Google pledged yesterday to reconsider its controversial decision to launch a self-censored web search business in China, if it looked as if the internet was failing to improve freedom of expression in the People's Republic.

And it suggested Western governments should treat state censorship as a "barrier to trade" that can be raised in multinational trade negotiations with China. The company's comments came as it and other powerful technology firms were lambasted by a Congressional sub-committee and accused of being "accomplices" to human rights abuses in China, cravenly submitting to state censorship to maximise their profits.

Executives from Yahoo!, Cisco Systems and Microsoft also appeared before the committee to argue that doing business in China was America's best chance of advancing freedom of expression. The hearing was scheduled in response to growing alarm since the jailing of the Chinese journalist Shi Tao last year. Yahoo! turned over information on the writer's internet account, which led to his jailing for distributing a memo on the Tiananmen Square massacre.

"I simply do not understand how your corporate leadership sleeps at night," the Democrat congressman Tom Lantos told company representatives, saying they had become "willing accomplices in the Chinese suppression apparatus".
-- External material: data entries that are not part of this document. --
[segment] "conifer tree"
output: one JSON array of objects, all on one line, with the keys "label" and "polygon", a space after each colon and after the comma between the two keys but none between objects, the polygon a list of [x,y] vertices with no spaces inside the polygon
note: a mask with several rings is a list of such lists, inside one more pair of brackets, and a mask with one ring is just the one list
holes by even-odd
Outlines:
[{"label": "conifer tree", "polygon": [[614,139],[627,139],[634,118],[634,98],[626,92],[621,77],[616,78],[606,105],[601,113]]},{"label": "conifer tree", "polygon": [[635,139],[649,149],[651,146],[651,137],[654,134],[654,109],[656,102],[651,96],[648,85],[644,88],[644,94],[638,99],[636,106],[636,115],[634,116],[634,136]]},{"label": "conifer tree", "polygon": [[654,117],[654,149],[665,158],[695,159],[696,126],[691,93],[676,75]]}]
Google has had its corporate motto - "Do no evil" - repeatedly thrown back in its face after its decision last month to exclude websites containing sensitive political terms from search results through its new Chinese site, Google.cn. "In an imperfect world we had to make an imperfect choice," said Elliot Schrage, Google's vice president for public affairs. He said the company believed its entry to China would make a "meaningful, though imperfect, contribution to the expansion of access to information in China", and would be reconsidered if it did not. It was too early to say Google was "proud" of its decision, he said.

At 110 million, China has the largest number of internet users after the US and internet companies have been eager to tap this market. However, to do business in China, they argue, they must submit to oppressive local laws.
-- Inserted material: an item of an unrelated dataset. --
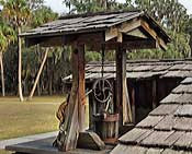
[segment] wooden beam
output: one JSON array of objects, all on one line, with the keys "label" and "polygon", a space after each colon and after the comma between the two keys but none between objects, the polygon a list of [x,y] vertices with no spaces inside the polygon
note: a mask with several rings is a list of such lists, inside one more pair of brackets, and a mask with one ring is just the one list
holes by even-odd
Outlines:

Jack Krumholtz, associate general counsel at Microsoft, saidno country allowed businesses to decide which local laws they adhere to. The committee was asking, he said, whether US companies should cede this market to others and "would Chinese citizens be better off without access to our services?"

Mr Shi was convicted for e-mailing comments made in a newspaper staff meeting to a democracy group in New York. His IP internet address was given to Chinese officials by Yahoo! The company said yesterday that governments do not typically explain why they are requesting such information, and Yahoo! did not know Mr Shi's identity or the political nature of the request.

The mounting costs of Google's overseas expansion meant its last results missed Wall Street forecasts, and an article in the magazine Barron's suggested the shares are over-valued by up to 100 per cent. Google shares have lost more than a quarter of their value from their peak.